But the two biggest complaints about Walmart in Mexico concern the privileged treatment it has been accorded at all levels of government, and abusive labor practices.
Revelations in the Mexican press show that Walmart has received favored treatment from federal governments starting with that of President Carlos Salinas de Gortari in '91. Walmart has been given tax breaks, the result of which have had it paying a fraction of the taxes paid by some native Mexican enterprises. In this way, Wal- Mart has been able to build an empire of 2,095 stores in Mexico, with new ones opening practically every day.
The labor abuses are shocking, but in line with general labor conditions in Mexico, a country that has enlightened labor laws that are completely vitiated by non-enforcement and weak unions.
A 2005 study by the Project for Economic, Social, and Cultural Rights revealed violations of the rights of women workers, similar to those of which Walmart operations in the U.S. have been accused.
In every Walmart operation in Mexico, one finds that baggers and the people who watch the cars in the parking lot are minor children, none more than 16 years of age. These young people are "volunteers" who receive neither pay nor benefits, and have no enforceable labor rights. They survive entirely on tips.
Enrique Bonilla Rodriguez, coordinator of the organization "Frente Nacional Contra Walmart" (National Front Against Walmart) calculates that around 30 percent of the total labor force of Walmart in Mexico is working for tips and without wages or benefits. Further, he accuses Walmart of making these "volunteer" workers kick back big chunks of the money they get from tips to the company. His organization calculates that this represents an extra savings in labor costs to Walmart of about $85 million since 2006.
Walmart's Mexican subsidiary, WalMex, justifies this by pointing at the low prices it is able to pass on to consumers.
Another accusation is that Walmart in Mexico keeps its labor costs down by having rival corrupt unions bid against each other for the right to provide workers to the company. As in many other Mexican enterprises, employees who object to this setup risk ending up in the street. The Mexican government contributes to this state of affairs by making sure that independent unions, which really stand up for the workers, are repressed.
When this story broke, the government of right-wing President Felipe Calderon, of the National Action Party (PAN), stated that it did not plan to even investigate the situation because any bribes that had been paid had gone to state and local, and not federal officials. This brought howls of derision from the opposition, so the latest news is that the Mexican government says it has asked the U.S. government for any information the latter may have about the involvement of Mexican federal officials in the bribery.
This is an election year in Mexico and the PAN's presidential candidate, Josefina Vazquez Mota, is badly trailing the candidate of the formerly ruling Revolutionary Institutional Party, PRI, Enrique Peña Nieto. The candidate of the left, former Mexico City Mayor Andres Manuel Lopez Obrador, is currently vying with Vazquez Mota for second place.

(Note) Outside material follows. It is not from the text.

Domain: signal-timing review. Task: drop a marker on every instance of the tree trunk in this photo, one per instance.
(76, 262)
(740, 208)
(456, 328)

The main issues in the election, besides economic basics, include Calderon's failed drug war, which, by putting the army into the streets, has not stopped the depredations of the feared cartels, but has helped to drive the death toll up to 50,000 people.
The Walmart story began on the PRI's watch but the bribery documented by the New York Times took place during the PAN administration of Vicente Fox. So if this story continues in the headlines, it is bad news for the governing party.